Era un fin de semana cualquiera en casa de amigos. Mi mujer y yo, invitados por Corinne y su marido. Domingo por la mañana. Necesitaba el baño. Golpeé la puerta. Voz suave de ella: ‘Espera un minuto’. Silencio. Corazón acelerado. ¿Qué pasaba dentro? Imaginé su cuerpo desnudo. Primera vez que sentía ese cosquilleo prohibido. No era solo pis. Era algo más. ‘Pasa’, dijo al fin.
Entré despacio. El baño estrecho, vapor en el espejo. Corinne solo con una camiseta vieja, puesta a toda prisa. Mojada en manchas, pezones duros pinchando la tela fina. Olía a jabón y a ella. Pero lo que me dejó tieso: abajo. La braguita mal colocada. Una nalga completa al aire, redonda, pálida. ¿Descuidado? ¿Error? ¿Invitación? Nervios en el estómago. Sudor en las palmas. Mi polla empezó a moverse sola. Primera vez viendo eso tan cerca. Tan real.
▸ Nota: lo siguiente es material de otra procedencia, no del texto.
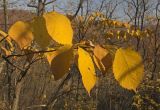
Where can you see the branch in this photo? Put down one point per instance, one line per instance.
(33, 6)
(79, 6)
(50, 2)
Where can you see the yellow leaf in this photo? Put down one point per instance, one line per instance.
(54, 26)
(21, 33)
(102, 58)
(128, 68)
(86, 68)
(61, 61)
(40, 32)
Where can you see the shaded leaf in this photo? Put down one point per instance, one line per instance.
(128, 68)
(61, 61)
(87, 70)
(102, 58)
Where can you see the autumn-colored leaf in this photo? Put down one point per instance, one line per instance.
(128, 68)
(52, 26)
(61, 60)
(21, 33)
(87, 70)
(102, 58)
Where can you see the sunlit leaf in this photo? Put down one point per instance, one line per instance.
(102, 58)
(87, 70)
(21, 33)
(54, 26)
(61, 61)
(128, 68)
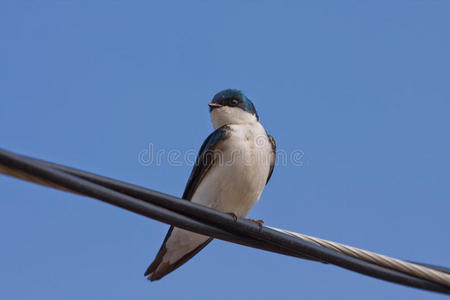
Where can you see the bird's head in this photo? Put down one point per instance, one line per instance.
(231, 106)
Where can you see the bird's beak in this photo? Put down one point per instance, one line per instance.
(215, 105)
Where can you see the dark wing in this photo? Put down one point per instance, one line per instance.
(205, 161)
(274, 156)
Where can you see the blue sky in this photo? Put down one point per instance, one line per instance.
(360, 88)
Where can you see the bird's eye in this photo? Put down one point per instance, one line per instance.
(234, 102)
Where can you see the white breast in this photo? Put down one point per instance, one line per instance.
(235, 184)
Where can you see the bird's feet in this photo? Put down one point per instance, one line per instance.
(259, 222)
(234, 216)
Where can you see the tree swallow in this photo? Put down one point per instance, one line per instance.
(233, 166)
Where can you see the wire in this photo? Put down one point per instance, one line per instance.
(193, 217)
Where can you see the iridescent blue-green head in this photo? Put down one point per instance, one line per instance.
(231, 106)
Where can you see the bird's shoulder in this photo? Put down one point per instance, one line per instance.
(205, 159)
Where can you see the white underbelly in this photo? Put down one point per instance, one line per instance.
(233, 185)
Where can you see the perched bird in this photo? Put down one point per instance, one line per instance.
(233, 166)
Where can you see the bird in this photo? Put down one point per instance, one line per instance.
(233, 166)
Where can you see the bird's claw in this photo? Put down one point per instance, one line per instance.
(259, 222)
(234, 216)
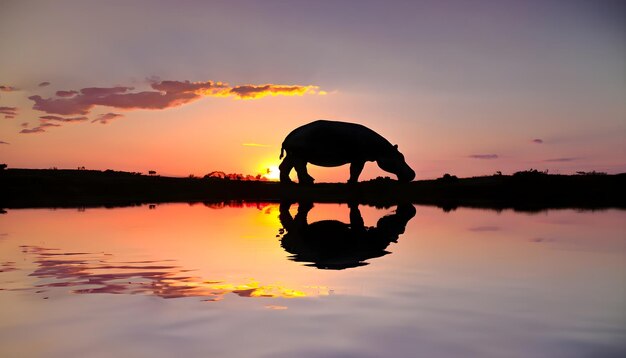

Mi matrimonio inocente temblaba.
La aproximación temblorosa
‘Qué bonito lo que veo’, solté. Voz ronca. Ella giró la cabeza, sonrisa pícara. Fingió sorpresa. ‘¿Me vas a ligar aquí?’. Reí nervioso. ‘No, no se hace’. ‘Pues pasa entonces’. El pasillo era un hueco mínimo. Lavabo a un lado. Para cruzar, tenía que pegarme a ella. Intenté. Rozamos. Su piel caliente contra mi pantalón. No se apartó. Al contrario. Golpe de cadera. Me bloqueó. Mi polla dura como piedra contra su nalga desnuda. Excitación pura. Desconocida. Primera vez sintiendo eso. Miedo y ganas revueltas.
‘Ves lo que podríamos hacer si no fuéramos serios’, murmuró. Ojos brillantes. ‘¿Y si no lo somos? Solo cinco minutos’. Dudó un segundo. ‘Vale, solo cinco’. Mano temblorosa en su nalga. Suave como seda. Primera caricia ajena. La apreté. Ella suspiró. Otra mano subió bajo la camiseta. Tetas pesadas, pezones erectos. Los pellizqué suave. Gimió bajito. Bajé la braguita. Hilos de humedad. Dedo en su coño. Caliente, empapado. Entró fácil. Ella jadeó. Se arqueó. Mi polla latía contra ella.
El clímax y la huella eterna
Se giró rápido. Camiseta arriba. Tetas enormes al aire. ‘Ven’, dijo. Me arrodillé instinto. Polla fuera, dura, venosa. Primera vez así. Ella la cogió. La metió entre sus tetas. Branlette española. Carne suave apretando. Subía y bajaba. Mojada de su saliva. Nervios locos. Gemí. Ella aceleró. Olor a sexo. Su coño goteaba en mi muslo. ‘Córrete’, susurró. Explosión. Leche caliente entre sus pechos. Primera vez rompiendo todo. Cinco minutos eternos.
Salí cambiado. Inocencia rota. Ahora sabía el sabor prohibido. Corinne y su marido nos invitan siempre. Mi mujer nota algo. No pregunta. Yo repaso esa mañana. El roce. El calor. La leche en sus tetas. Nueva yo. Adicto al riesgo. Esa primera vez abrió puertas. Nunca más el mismo.